With the advancement of data acquisition and storage techniques, volume datasets are steadily increasing in both size and resolution. As a result, we need efficient methods to visualize these datasets and cope with bandwidth and storage limitations. Researchers are investigating ways to adapt a common visualization technique, namely isosurface extraction, to the focus of the visualization.
Polygonal approximations of isosurfaces extracted from uniformly sampled volumes are increasing in size due to the availability of higher resolution imaging techniques. The large number of primitives represented hinders the interactive exploration of the dataset. Though many solutions have been proposed to this problem, many require the creation of isosurfaces at multiple resolutions or the use of additional data structures, often hierarchical, to represent the volume.
A typical strategy is to make the extraction adaptive to the local complexity of the isosurface in order to produce meshes that are fine in areas of interest and coarse in the remaining ones. This strategy differs from extracting vertices uniformly over the isosurface. In this way, the overall density of extracted vertices is significantly reduced while preserving the quality of the isosurface. The immediate benefit is the reduction of the cost in storage, transmission and rendering.
Many researchers have sought to extend common isosurface extraction methods, such as the well-known Lorenson's “Marching Cubes” algorithm, to produce adaptively tessellated isosurfaces.

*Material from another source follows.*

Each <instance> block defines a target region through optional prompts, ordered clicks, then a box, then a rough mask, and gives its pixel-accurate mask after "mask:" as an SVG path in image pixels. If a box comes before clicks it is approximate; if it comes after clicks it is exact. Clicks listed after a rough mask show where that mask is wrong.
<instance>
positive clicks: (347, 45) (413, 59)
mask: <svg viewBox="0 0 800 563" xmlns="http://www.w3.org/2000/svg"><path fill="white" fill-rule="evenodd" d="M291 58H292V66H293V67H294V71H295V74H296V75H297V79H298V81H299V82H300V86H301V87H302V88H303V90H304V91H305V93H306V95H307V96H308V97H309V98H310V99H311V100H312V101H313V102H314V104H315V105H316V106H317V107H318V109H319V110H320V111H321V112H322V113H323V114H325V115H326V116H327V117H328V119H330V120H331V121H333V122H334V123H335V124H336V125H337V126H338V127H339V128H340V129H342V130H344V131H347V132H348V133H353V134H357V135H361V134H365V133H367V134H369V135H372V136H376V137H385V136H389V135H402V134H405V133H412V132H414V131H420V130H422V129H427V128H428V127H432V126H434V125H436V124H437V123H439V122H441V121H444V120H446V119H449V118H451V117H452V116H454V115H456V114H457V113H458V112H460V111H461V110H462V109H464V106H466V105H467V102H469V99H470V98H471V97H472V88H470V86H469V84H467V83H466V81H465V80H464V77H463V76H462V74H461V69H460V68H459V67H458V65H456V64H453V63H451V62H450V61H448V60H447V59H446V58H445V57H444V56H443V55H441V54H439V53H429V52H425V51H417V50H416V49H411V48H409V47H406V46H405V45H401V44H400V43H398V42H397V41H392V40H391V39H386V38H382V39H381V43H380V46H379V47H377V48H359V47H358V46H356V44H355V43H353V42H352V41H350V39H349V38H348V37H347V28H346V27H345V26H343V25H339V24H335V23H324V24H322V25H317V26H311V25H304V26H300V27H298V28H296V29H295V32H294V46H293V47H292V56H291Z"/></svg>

A prevalent idea, as is presented by Saupe in the article “Optimal memory constrained isosurface extraction”, for the solution to this problem requires the use of algorithms and data structures that are often very specific to certain visualization scenarios and typically require large amounts of additional storage. Commonly, structures such as octrees and interval trees have been applied to address this problem. Furthermore, to facilitate the transition from finely sampled regions to coarser ones, multi-resolution hierarchies are used. These techniques provide results of quality, however, their costs in storage can be a limitation. Several techniques providing feature-driven extraction have been previously implemented, for example, by Wood in the article “Semi-regular Mesh Extraction From Volume,” and Kobbelt in “Feature-Sensitive Surface Extraction From Volume Data.” Some of these techniques use multi-resolution hierarchies in order to allow users to select areas to be refined adaptively.